UAMS had an operating loss of $46 million for its 2023 fiscal year -- July 1, 2022-June 30, 2023 -- and eliminated the positions of 51 employees earlier this fall, 11 of whom found other jobs at UAMS, while allowing other positions to go unfilled.

"We ended FY 2023 with a loss of $46 million out of our annual budget of $2 billion," Taylor said in the email.

Though UAMS also faced headwinds the past couple of years, those struggles were offset by funds from the federal Coronavirus Aid, Relief, and Economic Security (CARES) Act and American Rescue Plan, according to George. However, those funds are no longer available in fiscal year 2024.

UAMS is the state's only academic medical center -- Arkansas is one of eight states with a sole academic medical center -- and 70% of health care professionals in the state trained at UAMS, according to Patterson. UAMS annually ranks first or second nationally among academic medical centers in terms of retaining its graduates within its state.

UAMS has the only College of Nursing in the state to rank among the nation's 100 best undergraduate nursing programs for the 2023-24 academic year in the latest U.S. News & World Report rankings. UAMS also ranks 17th for best medical schools (primary care), up from 36th in 2022; fourth for most graduates practicing in medically underserved areas, up from 97th last year; 18th for most graduates practicing in rural areas, up from 20th; and 24th for most graduates practicing in primary care, up from 36th.

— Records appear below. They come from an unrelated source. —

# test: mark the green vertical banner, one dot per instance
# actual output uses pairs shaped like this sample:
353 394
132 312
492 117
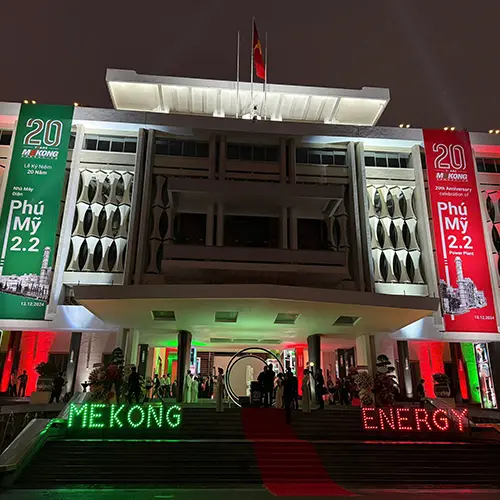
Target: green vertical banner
30 213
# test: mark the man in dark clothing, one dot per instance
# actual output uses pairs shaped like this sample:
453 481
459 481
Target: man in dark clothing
289 394
420 392
261 379
269 386
57 386
134 386
23 381
320 389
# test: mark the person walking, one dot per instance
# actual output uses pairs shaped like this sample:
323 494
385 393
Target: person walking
219 391
23 382
306 393
280 382
57 386
320 389
134 386
12 389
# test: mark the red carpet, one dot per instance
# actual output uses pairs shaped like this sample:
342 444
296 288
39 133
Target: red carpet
290 466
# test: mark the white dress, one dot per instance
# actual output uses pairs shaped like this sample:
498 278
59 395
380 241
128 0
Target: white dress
194 391
187 389
306 395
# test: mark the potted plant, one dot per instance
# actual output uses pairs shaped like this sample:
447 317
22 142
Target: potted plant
46 373
442 385
385 384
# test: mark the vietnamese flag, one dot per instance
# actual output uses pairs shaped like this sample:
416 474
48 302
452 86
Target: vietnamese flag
258 58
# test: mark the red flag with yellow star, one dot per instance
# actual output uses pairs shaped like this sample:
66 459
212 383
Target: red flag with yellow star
258 58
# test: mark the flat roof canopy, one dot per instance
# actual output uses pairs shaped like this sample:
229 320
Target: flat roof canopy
192 96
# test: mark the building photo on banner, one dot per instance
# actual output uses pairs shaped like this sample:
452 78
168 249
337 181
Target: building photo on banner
199 219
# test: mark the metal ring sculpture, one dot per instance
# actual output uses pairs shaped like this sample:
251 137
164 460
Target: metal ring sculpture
238 357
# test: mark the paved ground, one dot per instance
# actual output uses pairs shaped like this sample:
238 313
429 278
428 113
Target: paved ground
237 494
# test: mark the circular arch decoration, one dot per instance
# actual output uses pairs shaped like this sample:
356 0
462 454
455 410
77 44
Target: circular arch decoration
245 353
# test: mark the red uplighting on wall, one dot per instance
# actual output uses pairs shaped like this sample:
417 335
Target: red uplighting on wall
35 348
430 357
412 419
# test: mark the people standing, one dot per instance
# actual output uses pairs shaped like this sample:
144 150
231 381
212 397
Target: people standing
23 382
320 389
219 390
134 386
12 389
57 386
306 392
280 381
194 390
420 392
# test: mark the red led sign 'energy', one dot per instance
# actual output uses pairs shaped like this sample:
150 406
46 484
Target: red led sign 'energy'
412 419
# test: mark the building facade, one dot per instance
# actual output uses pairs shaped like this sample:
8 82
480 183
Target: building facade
214 217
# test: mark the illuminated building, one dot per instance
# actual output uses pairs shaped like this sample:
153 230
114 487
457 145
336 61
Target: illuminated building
305 231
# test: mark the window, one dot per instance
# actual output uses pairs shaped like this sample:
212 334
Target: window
249 231
489 165
190 229
176 147
5 137
109 144
315 156
312 234
248 152
387 160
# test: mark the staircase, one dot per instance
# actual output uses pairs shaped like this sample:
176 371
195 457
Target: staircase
317 454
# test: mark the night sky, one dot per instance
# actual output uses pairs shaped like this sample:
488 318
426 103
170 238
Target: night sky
438 57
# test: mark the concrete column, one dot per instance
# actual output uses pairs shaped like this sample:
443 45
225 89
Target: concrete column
132 347
220 225
222 158
405 382
283 160
456 355
209 232
284 227
212 156
183 352
294 239
74 356
143 359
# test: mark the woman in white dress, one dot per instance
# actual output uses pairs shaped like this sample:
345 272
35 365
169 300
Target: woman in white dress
306 393
219 390
280 389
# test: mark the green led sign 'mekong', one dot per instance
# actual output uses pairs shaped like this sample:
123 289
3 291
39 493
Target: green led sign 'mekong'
102 416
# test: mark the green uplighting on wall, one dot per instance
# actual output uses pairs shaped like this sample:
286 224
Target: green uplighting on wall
470 362
103 416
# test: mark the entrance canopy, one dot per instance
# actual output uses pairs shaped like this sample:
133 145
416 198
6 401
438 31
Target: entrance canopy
193 96
241 315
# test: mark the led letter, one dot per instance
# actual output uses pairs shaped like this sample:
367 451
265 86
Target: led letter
401 420
152 415
75 411
95 415
113 416
173 416
382 414
366 419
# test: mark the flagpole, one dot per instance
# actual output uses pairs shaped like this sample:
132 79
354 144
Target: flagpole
251 68
238 77
265 82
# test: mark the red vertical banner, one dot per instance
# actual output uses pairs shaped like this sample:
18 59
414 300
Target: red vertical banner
464 277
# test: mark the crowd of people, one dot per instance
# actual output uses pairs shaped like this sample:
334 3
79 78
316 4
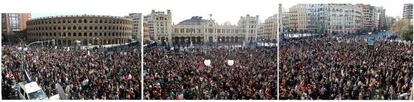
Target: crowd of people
342 69
182 74
110 73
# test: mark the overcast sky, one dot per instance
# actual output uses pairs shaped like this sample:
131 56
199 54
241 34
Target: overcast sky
222 10
393 8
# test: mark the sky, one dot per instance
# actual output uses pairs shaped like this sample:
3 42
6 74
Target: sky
392 8
221 10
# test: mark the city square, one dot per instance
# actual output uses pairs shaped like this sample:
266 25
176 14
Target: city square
70 57
200 59
337 51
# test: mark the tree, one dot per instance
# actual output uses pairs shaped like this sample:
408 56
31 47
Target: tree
403 28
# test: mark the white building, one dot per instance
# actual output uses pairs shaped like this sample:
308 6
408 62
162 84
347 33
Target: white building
137 22
158 26
248 24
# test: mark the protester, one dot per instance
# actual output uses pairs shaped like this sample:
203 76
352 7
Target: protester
182 73
344 68
112 73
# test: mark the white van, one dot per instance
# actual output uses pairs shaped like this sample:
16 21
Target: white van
31 91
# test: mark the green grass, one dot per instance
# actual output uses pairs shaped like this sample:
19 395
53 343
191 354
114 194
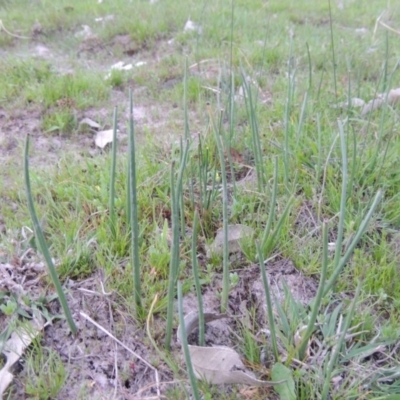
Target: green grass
286 127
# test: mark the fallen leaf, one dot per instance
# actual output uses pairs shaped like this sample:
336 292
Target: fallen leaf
191 26
85 32
90 123
221 365
103 138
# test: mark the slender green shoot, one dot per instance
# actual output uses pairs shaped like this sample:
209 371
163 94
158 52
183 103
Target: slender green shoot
272 205
271 322
363 226
319 296
343 199
255 134
338 346
133 206
195 267
333 50
112 177
189 366
43 245
176 197
225 216
173 262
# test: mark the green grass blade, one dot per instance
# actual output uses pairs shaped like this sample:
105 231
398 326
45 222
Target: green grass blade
225 217
189 366
342 213
338 346
133 217
42 243
319 296
363 226
271 322
173 268
112 177
195 268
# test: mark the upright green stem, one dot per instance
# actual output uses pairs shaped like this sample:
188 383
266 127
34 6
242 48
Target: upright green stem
43 245
112 176
133 217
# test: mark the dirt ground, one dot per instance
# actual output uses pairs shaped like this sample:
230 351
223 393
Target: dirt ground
97 366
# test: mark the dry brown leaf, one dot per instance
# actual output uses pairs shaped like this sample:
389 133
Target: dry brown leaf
222 365
103 138
219 364
392 98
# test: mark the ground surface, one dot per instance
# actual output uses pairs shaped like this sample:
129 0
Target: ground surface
54 61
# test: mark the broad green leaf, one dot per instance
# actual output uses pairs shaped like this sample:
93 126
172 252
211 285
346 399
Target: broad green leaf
286 390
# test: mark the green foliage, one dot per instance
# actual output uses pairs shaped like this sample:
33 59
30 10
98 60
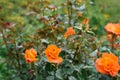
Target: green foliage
36 24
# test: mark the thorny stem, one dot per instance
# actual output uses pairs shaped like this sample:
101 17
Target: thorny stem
5 41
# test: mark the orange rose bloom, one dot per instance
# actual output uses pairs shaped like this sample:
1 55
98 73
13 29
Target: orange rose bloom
108 64
30 55
70 31
113 28
52 54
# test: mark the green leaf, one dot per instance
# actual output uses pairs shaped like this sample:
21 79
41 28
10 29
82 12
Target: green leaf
72 78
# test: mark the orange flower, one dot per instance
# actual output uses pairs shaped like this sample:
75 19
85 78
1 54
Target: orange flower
79 1
70 31
108 64
30 55
113 28
52 54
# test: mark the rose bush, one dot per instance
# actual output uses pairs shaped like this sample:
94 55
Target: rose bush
63 41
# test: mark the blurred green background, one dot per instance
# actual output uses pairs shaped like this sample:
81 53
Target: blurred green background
109 8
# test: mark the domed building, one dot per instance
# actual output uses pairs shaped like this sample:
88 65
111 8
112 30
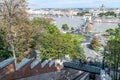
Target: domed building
89 28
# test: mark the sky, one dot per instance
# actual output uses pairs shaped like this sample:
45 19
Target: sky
73 3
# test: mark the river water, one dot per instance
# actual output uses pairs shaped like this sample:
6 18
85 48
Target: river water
77 22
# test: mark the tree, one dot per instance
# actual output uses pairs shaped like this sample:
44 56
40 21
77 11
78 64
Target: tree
16 26
4 52
72 28
65 27
53 44
95 44
110 31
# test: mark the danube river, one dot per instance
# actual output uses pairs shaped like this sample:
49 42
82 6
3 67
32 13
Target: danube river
77 22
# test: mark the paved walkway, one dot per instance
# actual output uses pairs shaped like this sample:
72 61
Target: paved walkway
83 67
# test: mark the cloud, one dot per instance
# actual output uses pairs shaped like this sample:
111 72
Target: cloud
74 3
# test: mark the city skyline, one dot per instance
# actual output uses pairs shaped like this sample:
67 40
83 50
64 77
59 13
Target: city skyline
73 3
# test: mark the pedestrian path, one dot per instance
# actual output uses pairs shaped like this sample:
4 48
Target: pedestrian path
83 67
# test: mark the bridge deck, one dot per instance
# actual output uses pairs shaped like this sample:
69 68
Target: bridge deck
84 67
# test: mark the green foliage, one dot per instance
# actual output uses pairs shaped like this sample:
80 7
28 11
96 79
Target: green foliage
82 13
110 31
53 44
72 28
109 13
4 53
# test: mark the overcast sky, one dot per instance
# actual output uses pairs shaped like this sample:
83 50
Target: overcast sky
73 3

UAMS has expanded recently, opening an $85 million surgical facility dedicated to treating orthopedic and spine patients in May and a $65 million, 58,000-square-foot Radiation Oncology Center in Little Rock this summer, which includes the 9,000-square-foot Proton Center of Arkansas.

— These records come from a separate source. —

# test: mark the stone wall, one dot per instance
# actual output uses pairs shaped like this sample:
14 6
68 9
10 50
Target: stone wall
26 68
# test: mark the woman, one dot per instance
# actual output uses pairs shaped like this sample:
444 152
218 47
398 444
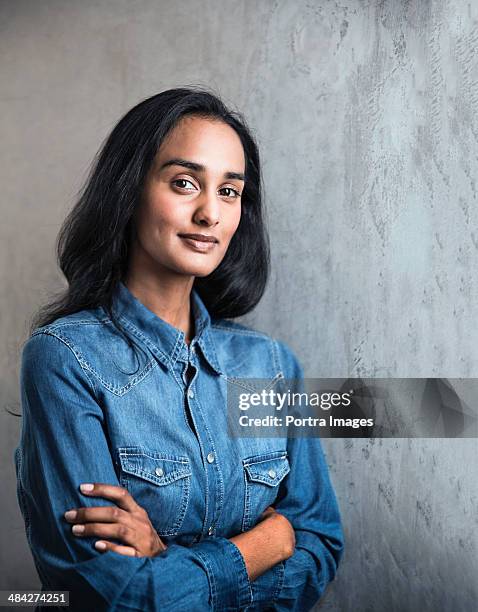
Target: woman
134 496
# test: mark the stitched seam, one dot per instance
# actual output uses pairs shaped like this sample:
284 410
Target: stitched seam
244 332
87 367
82 363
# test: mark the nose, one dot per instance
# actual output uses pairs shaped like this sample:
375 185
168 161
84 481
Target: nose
208 209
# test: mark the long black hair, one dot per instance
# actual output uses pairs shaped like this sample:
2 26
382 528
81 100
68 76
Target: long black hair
94 241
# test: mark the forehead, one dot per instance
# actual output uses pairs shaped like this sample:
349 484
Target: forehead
207 141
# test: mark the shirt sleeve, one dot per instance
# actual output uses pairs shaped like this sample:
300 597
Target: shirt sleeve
306 497
64 443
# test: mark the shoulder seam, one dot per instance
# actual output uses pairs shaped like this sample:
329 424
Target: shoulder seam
244 332
53 326
81 362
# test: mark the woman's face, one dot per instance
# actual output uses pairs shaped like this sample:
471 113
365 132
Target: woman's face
192 187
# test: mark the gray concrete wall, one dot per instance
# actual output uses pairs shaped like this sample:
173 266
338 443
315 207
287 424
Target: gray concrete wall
366 115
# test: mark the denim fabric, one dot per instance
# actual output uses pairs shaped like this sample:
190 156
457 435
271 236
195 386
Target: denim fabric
92 413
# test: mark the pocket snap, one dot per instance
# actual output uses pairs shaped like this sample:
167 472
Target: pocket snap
262 477
160 483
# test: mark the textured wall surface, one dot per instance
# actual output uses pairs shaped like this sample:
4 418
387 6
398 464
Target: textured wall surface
366 116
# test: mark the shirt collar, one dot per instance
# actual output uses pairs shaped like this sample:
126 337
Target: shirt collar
166 342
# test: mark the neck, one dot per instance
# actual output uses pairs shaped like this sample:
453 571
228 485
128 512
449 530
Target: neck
168 297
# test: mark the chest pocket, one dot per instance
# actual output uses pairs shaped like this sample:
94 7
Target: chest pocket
262 477
160 483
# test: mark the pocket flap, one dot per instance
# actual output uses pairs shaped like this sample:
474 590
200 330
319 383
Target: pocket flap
267 469
158 468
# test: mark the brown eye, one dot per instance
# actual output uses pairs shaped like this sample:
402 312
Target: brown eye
182 181
233 193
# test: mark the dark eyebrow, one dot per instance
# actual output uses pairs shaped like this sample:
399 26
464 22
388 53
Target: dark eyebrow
177 161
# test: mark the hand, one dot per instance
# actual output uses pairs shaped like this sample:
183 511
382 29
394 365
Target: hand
127 522
283 529
270 541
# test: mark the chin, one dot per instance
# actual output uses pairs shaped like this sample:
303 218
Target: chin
191 270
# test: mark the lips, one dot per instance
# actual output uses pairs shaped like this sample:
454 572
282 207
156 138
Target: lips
199 237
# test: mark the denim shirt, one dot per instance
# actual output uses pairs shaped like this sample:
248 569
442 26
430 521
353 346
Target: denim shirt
91 413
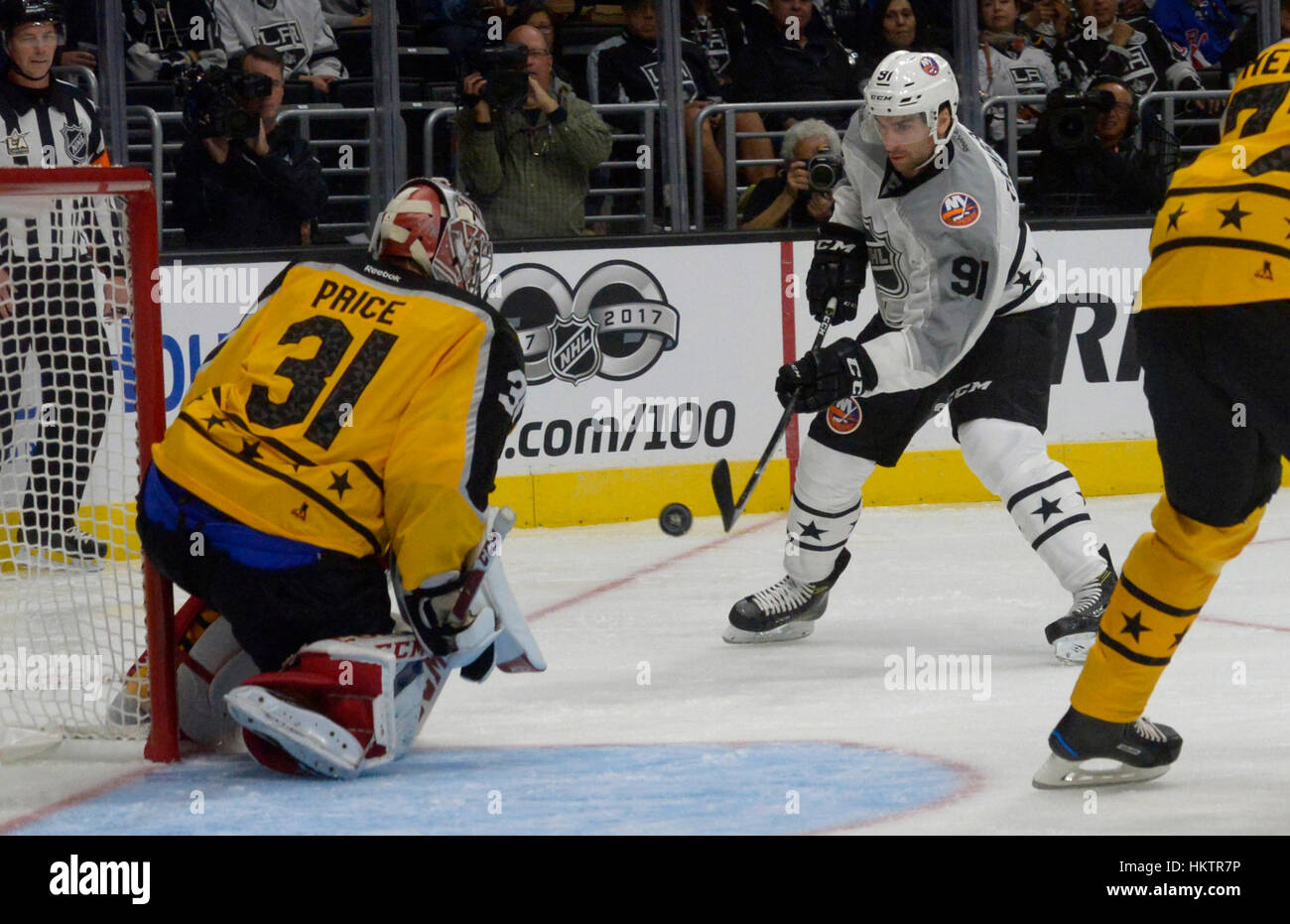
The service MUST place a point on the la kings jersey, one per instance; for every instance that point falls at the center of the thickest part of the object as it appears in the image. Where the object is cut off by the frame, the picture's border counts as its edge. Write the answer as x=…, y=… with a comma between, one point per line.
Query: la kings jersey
x=949, y=252
x=295, y=27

Though the proton center only opened last month, "it's already full" of patients, said Krause.

UAMS is also working to become a National Cancer Institute.

NCI designation is the country's most distinguished status for cancer centers, and there are 71 NCI-designated cancer centers in the country, but none in Arkansas, according to UAMS. More than two-thirds of funds awarded by NCI for research and clinical trials go to NCI-designated centers, and many NCI community outreach and program grants are only offered to NCI-designated cancer centers.

UAMS projects that NCI Designation would have an economic impact of $72 million to the state annually.